This essay continues my earlier “Fearing Death“. There I explored how different assumptions as to whether there is life after the physical body dies have led thinkers in different directions. Here I explore further the implications of the idea of an afterlife. It brings up an interesting philosophical question, the nature of personal identity.

We do not need to affirm belief in an afterlife to consider the idea; instead, we can look on it as a thought experiment. If you did live on in some form after the physical body dies, how would you know that you are you? All this is speculative, of course, but apparently the transition from one form of existence, the physical, to another, whatever that may be, involves shedding layers of what we might call our self. The more that are shed, the closer the remainder would be to the essence of selfhood.

The layers I have in mind were delineated nicely by William James in his monumental Principles of Psychology(1896). He contrasts two senses of the term “self,” the empirical self and the pure ego.(1) The empirical self comprises everything that each of us can be conscious of and call “me.” The pure ego is what is conscious of all those things. In this thought experiment I focus only on the empirical self. Psychological research into the workings of the brain, the neurological substrates of perception and thought and the like has advanced greatly since James’ time, but his broad categories of selfhood are still quite applicable. There are three aspects to the empirical self, he says: the material, the social and what he calls the “spiritual,” which nowadays we should rather call the mental or psychological.(2)

The material self is our body. Each of us is a physical thing separate from other physical things. If someone asks where we are, the answer is where our physical body is located. If someone asks who ate the cookies, the culprit, if honest, says “I did,” meaning that his (or her or their) body physically ingested them. In such cases we identify ourself with our body; that is, we think of ourself as our body.

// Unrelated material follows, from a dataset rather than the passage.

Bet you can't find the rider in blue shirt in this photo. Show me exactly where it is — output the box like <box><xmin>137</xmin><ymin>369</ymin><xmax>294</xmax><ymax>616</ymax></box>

The social self is similar, but in the interpersonal realm rather than the physical. Each of us appears to and is known by other people. Insofar as we have an idea of how we appear, we can think of ourself as the person that the others know us as. In each relationship or in each social situation we have a persona or public personality; this is what James calls the social self. He says “A [person’s] Social Self is the recognition which he [or she or they] gets from his [or her or their] mates.”(3)

Finally, James speaks of the spiritual self, by which he means “[one’s] inner or subjective being, [one’s] psychic faculties or dispositions.”(4) This use of the term “spiritual” is a bit archaic; nowadays we would say “mental” or “psychological.” A better term might be “subjective self.”

With these categories in mind, let’s consider what might happen to you at the time of death. You would be removed from one world and inserted into another. I suppose it would be a bit like going through the transporter in Star Trek, in which one is beamed from one place to another instantaneously. Your surroundings would change, and you would find yourself all of a sudden someplace else.

But there is an obvious difference: you wouldn’t have a body. Nothing that has mass would accompany you to the afterlife. In Star Trek your whole body is transported and you with it; but in the moment of death, the physical body dies and is left behind. You would not have the bodily feelings that form a large part of your sense of self as a continuous entity. You might have memories and anticipations of such feelings, but over time your memories would fade and your anticipations, diminish. For those who have emotional attachment, perhaps pride, in their body, this might come as a shock. For those who lived their final days in pain, it might be quite a relief. But in any case, what James calls the material self would be gone, and you could not use it to know that you are you.

But you would be someplace; you would have a world surrounding you. How could this be? By definition in this thought experiment, the physical world is left behind. The answer is that your world would not be physical, but mental. It would be rather like a dream or a computer simulation or a virtual reality. And in this world you would most likely find other people. Your social self would survive.

Your sense of who you are depends on how people treat you. If they treat you as the same person over time, then you take yourself to be that person. In our thought experiment, we can assume that other people will be there, so you would have a sense of yourself as social. But what specifically shall we assume? Different religions paint different pictures. You might be with people you know or with people you don’t. You might be with angels. Or demons. You might be in a paradise or a hell or some kind of purgatory in between. The story is indeterminate; it could well be different for each person. (If you want more detail, please feel free to fill in here what makes sense to you.) Instead of positing specific scenarios, we can consider the structural characteristics of such a world.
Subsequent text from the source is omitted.